So far, this is pretty standard online advertising, annoying but not atypical. With the interstitial ad cleared, you’re looking at the lead picture from the article, as normal. Then, before you even get to the headline, an embedded video player rambles about Chef Robert Irvine working out with the Golden Dragons.
Only after that do you get the headline, the byline, the dateline, and—finally!—two paragraphs of sweet, sweet sports news… immediately followed by “Web Offers,” an embedded suite of fake stories, randomly chosen from a pool.
Each of these ads is a picture that runs the width of the screen, accompanied by a come-on-you-know-you-want-to-read-it headline. Your scrolling must be precise, lest you accidentally click on:
…A stock photo of a woman looking depressed, with: “Breast tenderness affects millions of women each month. Is there anything they can do?” Scroll.

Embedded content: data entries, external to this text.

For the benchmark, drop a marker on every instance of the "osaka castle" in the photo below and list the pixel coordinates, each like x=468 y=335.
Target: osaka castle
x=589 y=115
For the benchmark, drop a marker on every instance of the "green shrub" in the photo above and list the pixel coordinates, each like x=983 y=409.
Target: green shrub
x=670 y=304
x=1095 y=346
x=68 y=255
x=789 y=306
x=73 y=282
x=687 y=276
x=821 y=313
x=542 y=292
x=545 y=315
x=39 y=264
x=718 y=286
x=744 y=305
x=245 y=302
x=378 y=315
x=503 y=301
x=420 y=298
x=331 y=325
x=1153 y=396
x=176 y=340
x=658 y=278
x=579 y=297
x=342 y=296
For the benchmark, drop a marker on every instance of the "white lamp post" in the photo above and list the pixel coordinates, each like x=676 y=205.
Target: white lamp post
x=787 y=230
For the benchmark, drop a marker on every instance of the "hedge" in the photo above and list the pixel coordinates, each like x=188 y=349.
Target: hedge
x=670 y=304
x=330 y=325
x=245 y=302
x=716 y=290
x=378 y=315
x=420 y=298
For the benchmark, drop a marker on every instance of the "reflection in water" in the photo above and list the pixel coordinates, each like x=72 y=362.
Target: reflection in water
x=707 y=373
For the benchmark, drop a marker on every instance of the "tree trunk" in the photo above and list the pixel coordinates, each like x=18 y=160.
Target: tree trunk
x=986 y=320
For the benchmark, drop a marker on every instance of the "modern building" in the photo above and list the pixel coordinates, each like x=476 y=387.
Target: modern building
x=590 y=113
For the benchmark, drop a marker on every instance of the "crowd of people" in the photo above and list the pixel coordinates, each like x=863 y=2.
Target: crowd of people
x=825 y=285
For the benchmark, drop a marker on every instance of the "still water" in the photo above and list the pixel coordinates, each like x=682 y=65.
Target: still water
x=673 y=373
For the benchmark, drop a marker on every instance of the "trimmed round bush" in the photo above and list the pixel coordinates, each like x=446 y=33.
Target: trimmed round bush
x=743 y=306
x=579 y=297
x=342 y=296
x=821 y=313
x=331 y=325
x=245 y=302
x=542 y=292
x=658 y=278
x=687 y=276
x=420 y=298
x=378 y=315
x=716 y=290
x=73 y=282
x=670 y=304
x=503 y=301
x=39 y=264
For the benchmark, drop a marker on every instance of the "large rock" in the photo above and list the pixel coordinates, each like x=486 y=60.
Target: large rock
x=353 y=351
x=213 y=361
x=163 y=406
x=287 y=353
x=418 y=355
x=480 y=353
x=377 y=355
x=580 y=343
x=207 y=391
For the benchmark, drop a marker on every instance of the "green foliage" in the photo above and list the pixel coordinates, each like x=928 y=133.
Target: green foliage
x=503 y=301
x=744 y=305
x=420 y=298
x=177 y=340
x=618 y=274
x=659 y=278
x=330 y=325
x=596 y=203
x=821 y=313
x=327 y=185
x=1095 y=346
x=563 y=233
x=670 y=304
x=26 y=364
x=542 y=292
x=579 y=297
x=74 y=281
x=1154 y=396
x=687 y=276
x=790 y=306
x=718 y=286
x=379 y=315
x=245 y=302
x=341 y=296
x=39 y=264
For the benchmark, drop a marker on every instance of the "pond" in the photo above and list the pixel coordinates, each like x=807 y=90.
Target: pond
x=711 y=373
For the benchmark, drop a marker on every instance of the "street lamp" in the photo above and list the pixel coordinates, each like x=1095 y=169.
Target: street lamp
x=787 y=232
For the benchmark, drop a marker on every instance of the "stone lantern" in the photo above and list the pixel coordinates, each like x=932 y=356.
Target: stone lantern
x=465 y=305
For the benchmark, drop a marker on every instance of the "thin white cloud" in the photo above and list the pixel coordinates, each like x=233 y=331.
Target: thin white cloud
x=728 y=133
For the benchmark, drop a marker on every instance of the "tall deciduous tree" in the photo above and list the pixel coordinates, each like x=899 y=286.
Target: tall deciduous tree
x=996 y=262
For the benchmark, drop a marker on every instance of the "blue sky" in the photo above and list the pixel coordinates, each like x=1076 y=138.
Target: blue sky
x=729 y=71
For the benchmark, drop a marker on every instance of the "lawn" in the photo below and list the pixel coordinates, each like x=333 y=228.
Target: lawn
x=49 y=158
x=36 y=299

…A picture of four fingers, two a livid red, two frighteningly pale: “4 Blood Pressure Drugs That Should Be Banned.” Scroll.
…A TD Ameritrade ad that is actually relieving in its banality. Scroll.
…A young woman in Daisy Dukes and a tanktop hiding her face with handcuffed hands as a police officer guides her by the elbow: “New Rule in Maryland Leaves Drivers Shocked & Furious.”
Scroll, and finally you’re back to the article.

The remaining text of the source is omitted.